Liu, Y.; Song, F.; Li, Z.; Chen, L.; Xu, Y.; Sun, H.; Chang, Y.
Show abstract
During the course of cancer treatment, both efficacy and the adverse effects of drugs on patients should be taken into account. Although some public databases and modeling frameworks have been developed through studies on drug response, the negative effects of drugs are always neglected. Furthermore, most of them only considered the ramifications of the drug on the cell line, but the effects on the patient still require a huge amount of work to integrate data from various databases and calculations, especially in relation to precision treatment. In order to address these issues, we developed the DBPOM (http://www.dbpom.net/, a comprehensive database of pharmaco-omics for cancer precision medicine), which explores various drugs efficacy levels by calculating their potency in reverse, or enhancing cancer-associated gene expression changes.

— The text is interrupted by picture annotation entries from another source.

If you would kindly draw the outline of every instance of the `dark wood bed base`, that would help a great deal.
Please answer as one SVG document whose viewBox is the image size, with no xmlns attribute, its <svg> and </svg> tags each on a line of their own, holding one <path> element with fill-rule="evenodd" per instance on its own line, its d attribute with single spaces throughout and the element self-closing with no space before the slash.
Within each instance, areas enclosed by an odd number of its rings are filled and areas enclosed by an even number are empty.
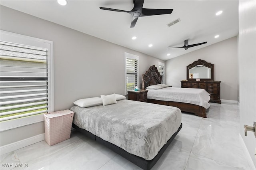
<svg viewBox="0 0 256 170">
<path fill-rule="evenodd" d="M 108 148 L 121 155 L 124 158 L 133 163 L 134 164 L 142 169 L 144 170 L 149 170 L 151 169 L 153 166 L 154 166 L 158 159 L 159 159 L 164 152 L 164 151 L 166 150 L 166 148 L 167 148 L 169 145 L 170 145 L 170 143 L 172 140 L 173 140 L 178 133 L 179 132 L 182 127 L 182 123 L 179 127 L 178 130 L 177 130 L 177 131 L 173 134 L 168 141 L 167 141 L 166 144 L 163 146 L 156 156 L 155 156 L 153 159 L 150 160 L 146 160 L 141 157 L 128 153 L 126 151 L 121 148 L 103 140 L 101 138 L 94 135 L 90 132 L 88 132 L 86 130 L 79 128 L 74 123 L 72 124 L 72 127 L 78 131 L 84 134 L 86 136 L 88 136 L 92 139 L 103 144 Z"/>
<path fill-rule="evenodd" d="M 209 110 L 204 107 L 190 103 L 176 102 L 175 101 L 164 101 L 148 99 L 148 102 L 158 105 L 174 106 L 179 108 L 182 111 L 194 113 L 200 117 L 206 118 L 206 113 Z"/>
<path fill-rule="evenodd" d="M 142 75 L 142 89 L 146 89 L 148 86 L 155 85 L 162 83 L 162 76 L 158 72 L 154 65 L 150 66 L 146 73 Z M 194 113 L 195 115 L 206 118 L 206 113 L 208 111 L 209 109 L 190 103 L 177 102 L 173 101 L 163 101 L 148 99 L 148 102 L 152 103 L 158 104 L 160 105 L 166 105 L 167 106 L 174 106 L 179 108 L 182 111 L 189 112 Z"/>
</svg>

When compared with existing databases, the DBPOM could estimate the effectiveness of a drug on individual patients through the mapping of various cell lines to each person according to their genetic mutation similarities. The DBPOM is an easy-to-use and one-stop database for clinicians and drug researchers to search and analyze the overall effect of a drug or a drug combination on cancer patients as well as the biological functions that they target. We anticipate that DBPOM will become an important resource and analysis platform for drug development, drug mechanism studies and the discovery of new therapies.